David Broder’s Thursday op-ed Washington Post piece described Obama’s speech with uncommon candor: “What [Obama] said this week is that he is now prepared to adopt business’ own favorite remedy, and subsidize private firms in hopes they will invest and hire more rapidly. The centerpiece is a classic bit of pro-business tax manipulation, allowing immediate expensing of equipment purchases and making permanent the research and development tax credit. This is the kind of tax reform Republicans can love, and it’s now been placed on offer by a Democratic president, even before the election results are weighed.”
In his Friday press conference, Obama simply reiterated the content of the Cleveland speech, misdescribed the 9.6 percent unemployment rate as “9.5 percent” and restated more emphatically his antipathy to New Deal priorities.

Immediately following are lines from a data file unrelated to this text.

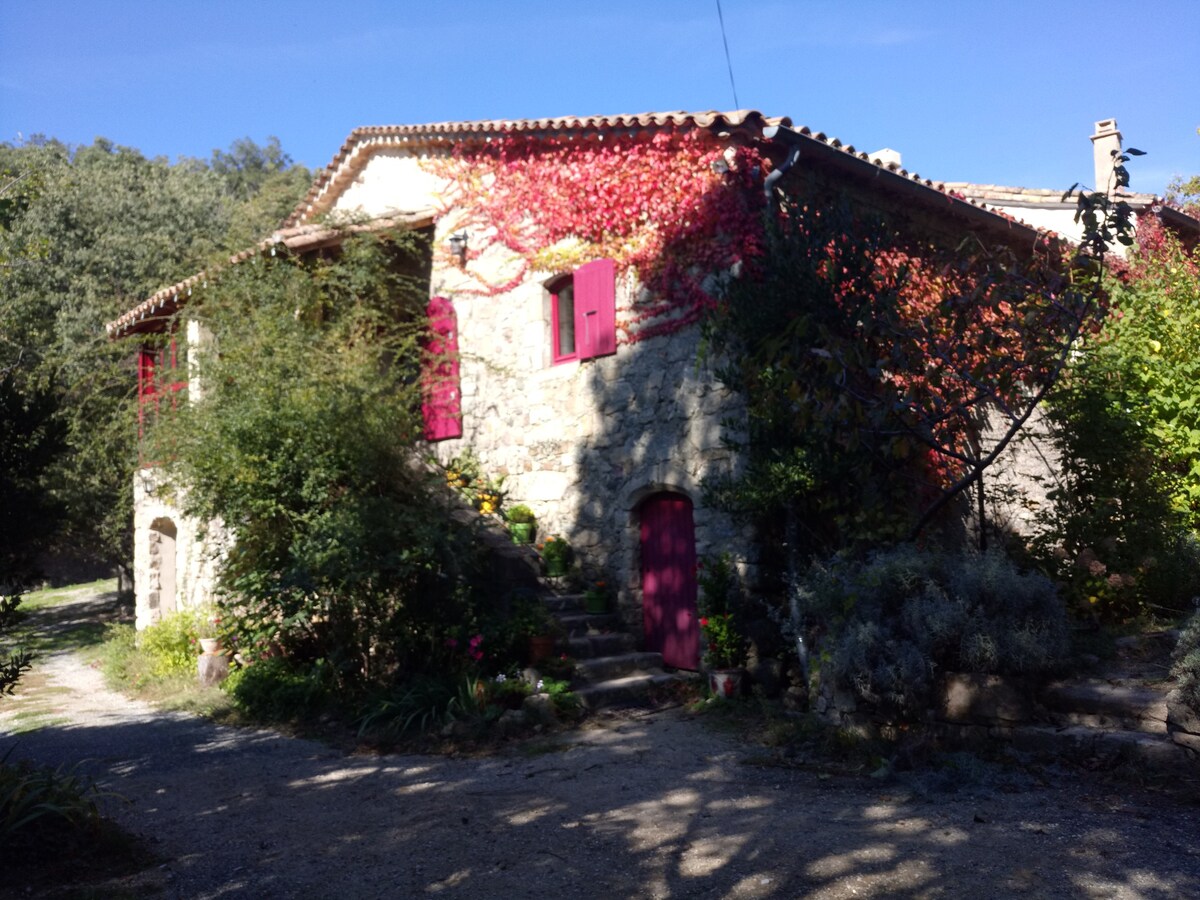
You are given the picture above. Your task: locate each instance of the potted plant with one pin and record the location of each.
(522, 523)
(545, 633)
(725, 646)
(556, 555)
(595, 599)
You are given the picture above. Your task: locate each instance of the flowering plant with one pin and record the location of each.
(725, 647)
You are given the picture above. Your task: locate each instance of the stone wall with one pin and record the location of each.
(168, 574)
(585, 443)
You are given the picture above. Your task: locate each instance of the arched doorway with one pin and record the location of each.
(669, 580)
(162, 567)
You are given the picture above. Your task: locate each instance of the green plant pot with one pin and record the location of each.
(595, 605)
(540, 647)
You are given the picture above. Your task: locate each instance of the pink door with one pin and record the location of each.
(669, 580)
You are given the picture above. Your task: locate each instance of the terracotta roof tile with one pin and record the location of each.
(365, 141)
(165, 303)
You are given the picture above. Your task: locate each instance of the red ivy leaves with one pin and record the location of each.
(673, 208)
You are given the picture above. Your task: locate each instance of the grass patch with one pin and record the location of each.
(55, 597)
(130, 669)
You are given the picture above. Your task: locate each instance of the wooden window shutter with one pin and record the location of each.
(595, 309)
(442, 403)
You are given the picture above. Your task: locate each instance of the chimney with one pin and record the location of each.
(887, 157)
(1105, 149)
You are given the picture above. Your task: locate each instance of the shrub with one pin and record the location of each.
(279, 690)
(172, 643)
(423, 705)
(520, 514)
(34, 799)
(1186, 663)
(904, 616)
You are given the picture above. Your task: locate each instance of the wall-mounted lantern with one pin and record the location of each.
(459, 246)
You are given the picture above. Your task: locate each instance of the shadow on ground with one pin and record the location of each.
(645, 807)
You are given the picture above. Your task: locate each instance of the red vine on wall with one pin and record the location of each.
(673, 208)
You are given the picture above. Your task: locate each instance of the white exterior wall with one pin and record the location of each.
(581, 443)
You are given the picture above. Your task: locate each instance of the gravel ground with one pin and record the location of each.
(634, 805)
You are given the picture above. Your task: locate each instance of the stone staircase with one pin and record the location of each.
(610, 670)
(1116, 717)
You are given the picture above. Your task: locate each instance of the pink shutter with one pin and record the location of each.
(595, 309)
(442, 406)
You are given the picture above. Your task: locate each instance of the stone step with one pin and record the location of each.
(603, 669)
(581, 624)
(1103, 748)
(563, 603)
(1103, 705)
(628, 690)
(605, 643)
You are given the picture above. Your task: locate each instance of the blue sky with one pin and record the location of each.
(1000, 91)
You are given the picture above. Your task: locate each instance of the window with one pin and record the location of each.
(562, 304)
(583, 312)
(442, 402)
(160, 378)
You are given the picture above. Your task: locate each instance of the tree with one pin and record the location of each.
(85, 233)
(1128, 423)
(880, 364)
(304, 444)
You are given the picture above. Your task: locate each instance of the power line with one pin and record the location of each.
(729, 63)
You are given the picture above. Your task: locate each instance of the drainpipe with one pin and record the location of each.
(768, 185)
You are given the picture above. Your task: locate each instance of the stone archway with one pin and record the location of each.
(162, 569)
(667, 534)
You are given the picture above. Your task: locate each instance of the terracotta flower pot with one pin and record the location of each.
(726, 682)
(540, 647)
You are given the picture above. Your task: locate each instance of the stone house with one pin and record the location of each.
(570, 261)
(1053, 210)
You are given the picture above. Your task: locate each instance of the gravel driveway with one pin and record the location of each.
(634, 805)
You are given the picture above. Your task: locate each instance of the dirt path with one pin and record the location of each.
(654, 805)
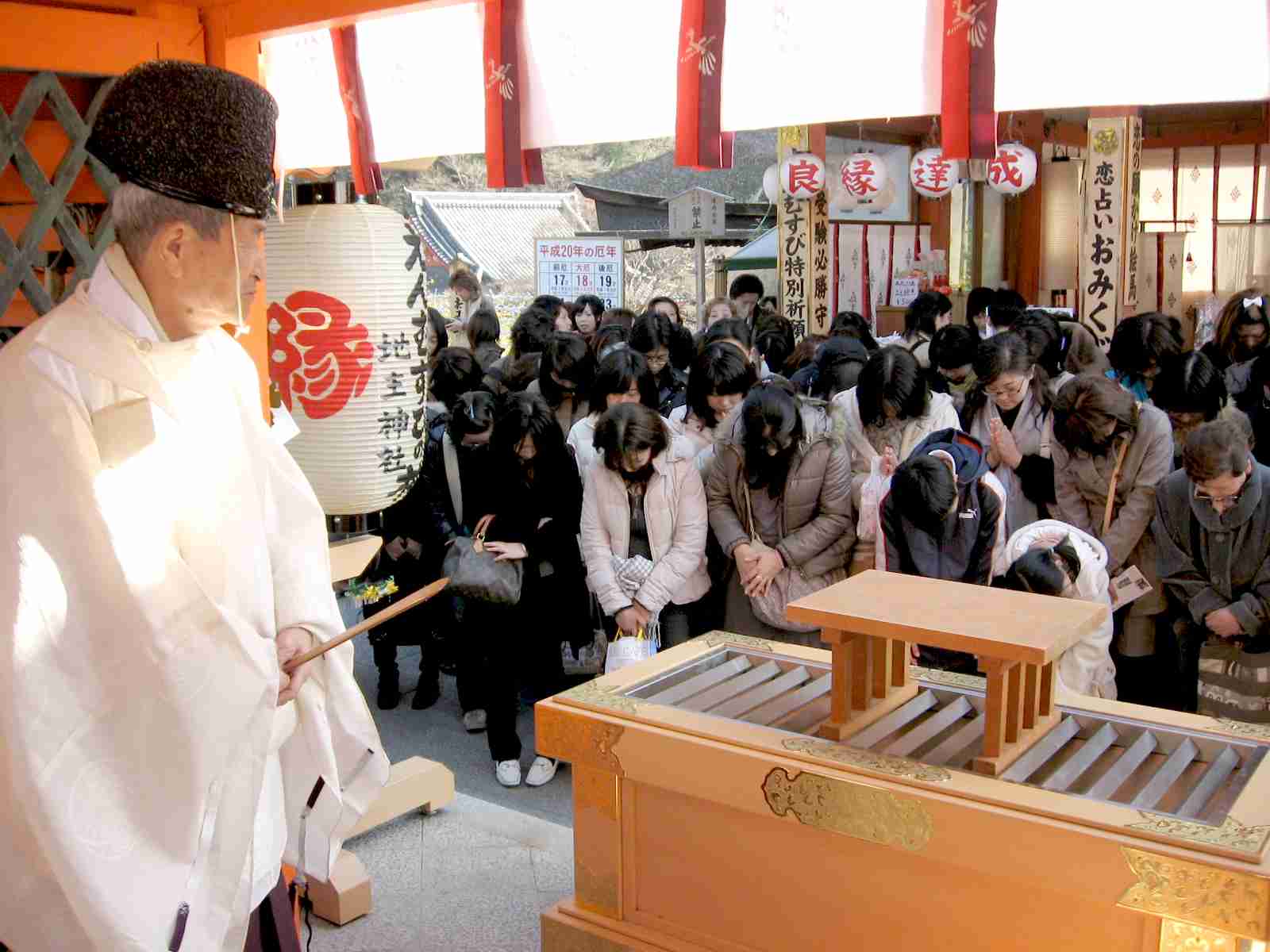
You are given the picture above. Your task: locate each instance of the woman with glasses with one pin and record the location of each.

The hypocritical attempts to win support for his proposals by distinguishing himself from the Republicans were if anything more audacious than Wednesday’s mendacities: “Prior to us getting here, as I indicated before, you had a set of policies that were skewed toward special interests, skewed toward the most powerful, and ordinary families out there were being left behind. And since we’ve gotten here … on a whole range of issues over the last 18 months, we’ve put in place policies that are going to help a middle class and lay the foundations for long-term economic growth.”
The ingenuity of the doublespeak is wondrous. Prior to Obama’s tenure, policies were indeed “skewed toward special interests, skewed toward the most powerful, and ordinary families out there were being left behind.” But Obama’s words are entirely compatible with the fact that nothing has changed in the meantime. His administration is “going to” help “a (sic) middle class” and enable long-term growth. He’s right about that: it hasn’t happened yet. His reverse-Keynesian economic policies are in effect a promise that it won’t happen at all.

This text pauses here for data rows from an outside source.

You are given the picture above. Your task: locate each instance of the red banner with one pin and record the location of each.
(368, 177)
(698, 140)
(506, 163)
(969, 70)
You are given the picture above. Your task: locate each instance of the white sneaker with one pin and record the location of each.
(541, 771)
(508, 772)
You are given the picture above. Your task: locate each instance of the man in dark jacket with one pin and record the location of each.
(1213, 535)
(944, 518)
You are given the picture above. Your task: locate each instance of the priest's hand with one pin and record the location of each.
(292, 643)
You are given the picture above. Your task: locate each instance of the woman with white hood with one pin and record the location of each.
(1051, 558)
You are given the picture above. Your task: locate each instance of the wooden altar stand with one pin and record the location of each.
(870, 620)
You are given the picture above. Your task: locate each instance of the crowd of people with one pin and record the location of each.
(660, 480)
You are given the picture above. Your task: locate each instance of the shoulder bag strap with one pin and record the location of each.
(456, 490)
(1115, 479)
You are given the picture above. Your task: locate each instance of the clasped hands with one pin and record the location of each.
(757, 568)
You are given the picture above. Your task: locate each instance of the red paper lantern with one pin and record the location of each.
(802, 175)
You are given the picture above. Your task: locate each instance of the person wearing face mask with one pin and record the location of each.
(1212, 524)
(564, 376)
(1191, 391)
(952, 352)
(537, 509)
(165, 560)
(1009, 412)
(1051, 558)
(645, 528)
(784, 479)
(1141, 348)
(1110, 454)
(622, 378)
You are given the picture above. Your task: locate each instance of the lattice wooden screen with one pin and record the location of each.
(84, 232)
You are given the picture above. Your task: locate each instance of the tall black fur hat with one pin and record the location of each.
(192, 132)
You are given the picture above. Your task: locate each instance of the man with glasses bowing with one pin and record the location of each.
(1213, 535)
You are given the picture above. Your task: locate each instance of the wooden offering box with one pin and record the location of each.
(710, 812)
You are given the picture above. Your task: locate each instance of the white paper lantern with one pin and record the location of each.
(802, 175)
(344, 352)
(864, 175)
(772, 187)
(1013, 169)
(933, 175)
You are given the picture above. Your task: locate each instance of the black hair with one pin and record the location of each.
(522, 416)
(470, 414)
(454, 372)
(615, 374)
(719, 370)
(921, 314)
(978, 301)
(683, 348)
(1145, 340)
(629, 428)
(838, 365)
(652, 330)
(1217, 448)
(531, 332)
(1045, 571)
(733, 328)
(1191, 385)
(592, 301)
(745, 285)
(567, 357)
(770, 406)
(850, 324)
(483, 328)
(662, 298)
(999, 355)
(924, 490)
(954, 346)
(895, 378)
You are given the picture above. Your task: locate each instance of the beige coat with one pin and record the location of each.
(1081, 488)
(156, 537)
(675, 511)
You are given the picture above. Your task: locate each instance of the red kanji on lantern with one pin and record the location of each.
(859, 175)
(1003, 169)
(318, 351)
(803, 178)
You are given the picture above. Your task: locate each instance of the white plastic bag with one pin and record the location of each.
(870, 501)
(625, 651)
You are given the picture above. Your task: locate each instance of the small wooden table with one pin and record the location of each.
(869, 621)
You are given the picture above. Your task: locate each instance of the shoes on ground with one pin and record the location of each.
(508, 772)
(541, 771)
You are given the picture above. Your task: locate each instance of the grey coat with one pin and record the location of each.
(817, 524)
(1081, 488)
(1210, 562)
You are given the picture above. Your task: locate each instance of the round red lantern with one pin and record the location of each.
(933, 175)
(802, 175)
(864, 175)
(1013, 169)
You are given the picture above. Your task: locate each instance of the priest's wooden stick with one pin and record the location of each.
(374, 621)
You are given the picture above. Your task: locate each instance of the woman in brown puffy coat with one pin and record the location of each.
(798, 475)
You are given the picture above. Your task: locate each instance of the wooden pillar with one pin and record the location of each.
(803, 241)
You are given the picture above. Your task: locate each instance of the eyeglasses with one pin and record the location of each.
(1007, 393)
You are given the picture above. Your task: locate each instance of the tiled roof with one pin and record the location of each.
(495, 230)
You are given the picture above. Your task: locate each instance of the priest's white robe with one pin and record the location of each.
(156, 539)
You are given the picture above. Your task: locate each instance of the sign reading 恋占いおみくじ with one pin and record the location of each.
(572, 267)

Obama showed his colors most brutally in his response to a reporter’s question: “On the economy, could you discuss your efforts at reviewing history as it relates to the poverty agenda, meaning LBJ and Dr. King?”

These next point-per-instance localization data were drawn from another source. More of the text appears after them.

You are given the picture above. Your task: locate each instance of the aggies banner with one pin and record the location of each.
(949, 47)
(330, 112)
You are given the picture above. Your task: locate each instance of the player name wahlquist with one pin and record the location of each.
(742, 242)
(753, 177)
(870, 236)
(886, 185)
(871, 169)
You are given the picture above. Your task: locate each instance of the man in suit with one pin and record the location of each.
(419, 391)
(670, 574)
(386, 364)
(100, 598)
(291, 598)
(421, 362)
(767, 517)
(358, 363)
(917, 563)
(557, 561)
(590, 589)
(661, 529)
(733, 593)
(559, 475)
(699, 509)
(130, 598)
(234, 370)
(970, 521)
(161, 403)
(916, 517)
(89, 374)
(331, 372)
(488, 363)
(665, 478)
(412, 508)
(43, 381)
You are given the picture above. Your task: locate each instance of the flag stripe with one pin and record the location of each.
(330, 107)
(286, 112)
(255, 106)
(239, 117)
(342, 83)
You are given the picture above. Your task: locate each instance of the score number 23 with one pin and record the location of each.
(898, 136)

Obama’s response was a paradigm of pre-Keynesian dogma: “Now, I think the history of anti-poverty efforts is that the most important anti-poverty effort is growing the economy and making sure there are enough jobs out there—single most important thing we can do. It’s more important than any program we could set up. It’s more important than any transfer payment we could have. If we can grow the economy faster and create more jobs, then everybody is swept up into that virtuous circle…”
That has been Obama’s recurring theme, The Audacity of Nope. The rejuvenation of the private sector is the key to recovery. Any government enabling may only take the form of “transfer payments”…. to the perps! There will be no such payments to the working majority. If we lavish a fortune on the windfall-takers, they will employ and lend to increasingly penurious debt paeons. He’s got to know that’s pure horseshit.
How long will it take the street liberals to wake up?